9) Walk down Rocky Point Road (about 10 mins) to the end, where you’ll see a paved path on the left. (Normally you can drive to the end but Isabell ended that for the time being.) This will take you down a small ridge to the water. The Back River is on your right. Hart/Miller Island is straight ahead directly offshore. Best Rock fishing spots are from on the actual “rocky point” (you’ll know what I mean) south (to your right) to where the shoreline curves to the right on Back River. Do not cast bottom rigs or “under water” lures straight out from the tip of the “rocky point” to about 75’ south (to your right) along the shoreline. There are snags galore there.Top water lures are ok. Except for that one “snaggy” area there are very few snags. 

Night crawlers and blood worms usually produce white/yellow perch and catfish. I did the best I could with the directions. If unsure try Mapquest.com. I’ll try post directions to Martin’s Cove and Dundee Creek tomorrow or the next day.
Good luck!

Blue Heron


----------



## TRIGGERFISH (May 21, 2001)

Is there anyway to bring a cart(pier cart) if you know what I mean,I'm not young anymore, bad knees. Need to carry my equipment.


----------



## Blue Heron (Jun 12, 2003)

Triggerfish,

Under normal conditions (pre-Isabell) you can park your car all the way at the end of Rocky Point Road. From there it is a 2 minute walk from the last parking lot, down the hill (paved path) to the water. 
Now though, there is a 10 minute walk to the water. Also, there are two big trees bent over the hill at the end. Both of these conditions will make it significanlty difficult to push a pier cart to the water. But one can easily walk under the trees and down the hill. There is a rock bulkhead along the shoreline. The land leading to it is flat and covered with grass. But even when the trees are removed from the hill, it might be moderately difficult to push the cart back up the hill. 

Blue Heron


----------



## TRIGGERFISH (May 21, 2001)

so the best bet is to back pack your equipment. So how many rods do you take with you and what size are they(6', 7' 8' 9')


----------



## Blue Heron (Jun 12, 2003)

Yes, the best bet is to back pack your equipment when you go to Rocky Point. I usually take two rods: a 9' Shimano and a 7' Walmart special. Many fishermen take regular 6-6.5' bass poles. Sometimes I bring a 6' Ugly Stick too.

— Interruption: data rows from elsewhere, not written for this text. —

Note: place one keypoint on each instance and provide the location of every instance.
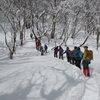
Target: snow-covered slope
(30, 76)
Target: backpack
(61, 50)
(90, 54)
(46, 47)
(80, 54)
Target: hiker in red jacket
(72, 58)
(86, 62)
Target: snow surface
(30, 76)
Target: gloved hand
(82, 61)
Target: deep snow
(30, 76)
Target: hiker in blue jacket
(67, 54)
(78, 56)
(60, 52)
(45, 47)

I generally use the 9' to cast topwater and other types of lures. But since they've lately been catching the Rocks on mostly elwy and hard crab at Rocky Point, I may bring all three poles the next time. Throw some lures with the 9' and fish the other two with elwy (I wish I knew how to spell "elwy".)


----------



## TRIGGERFISH (May 21, 2001)

You know nobody on this board can spell,we know what ya mean,why don't you try this with your 9'er use your cut bait with a bobber that should keep it from snagging,there is one guy on the board that uses a bobber a the Kent Narrows with cut bait and does very well with Rock. Have you tryed useing just the head, I hear it's great bait.


----------



## Blue Heron (Jun 12, 2003)

Triggerfish,
Using cut bait with a bobber sounds like an excellent idea. It should float right over the snag area. I haven't used the head much. But I'll try the head of the elwy along with the bobber. Using two good ideas simultaneusly should land me a whopper!Thanks for your suggestions!
Blue Heron


----------



## Smoothbore54 (Jun 8, 2003)

*I appreciate seeing reports from the Upper Bay*

Any info on the Conewingo area, is also of interest.

The world doesn't *Actually* revolve around the Baltimore - DC corridor.

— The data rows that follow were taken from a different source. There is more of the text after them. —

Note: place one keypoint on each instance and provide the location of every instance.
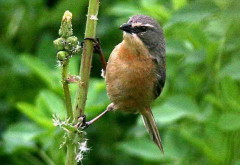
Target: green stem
(71, 148)
(86, 59)
(71, 151)
(67, 95)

This board has a lot of very active members in that area, and in "Tidewater" Va. 

They keep us well posted on what's happening down there.

We can use all the reports we can get, from other areas.


----------



## catman (May 28, 2001)

Smoothbore...I take it you've fished the Conowingo area before. It's a crying shame that Fishernan's Park closes a dusk. The Dam was my home waters for over 30 yrs. The variety of fish there is incredible. I've caught rock, cats, walleye, large and small mouth bass, white perch, carp, white and hickory shad, and carp right below the dam. I estimate that I've fished there around 350 times and 99% of it at night. In the bay the tides dictate the bite, at Conowingo the power generation schedule dictated the bite. They closed the catwalk and night fishing the day after 9/11 and I haven't een back since. 

Catman.


----------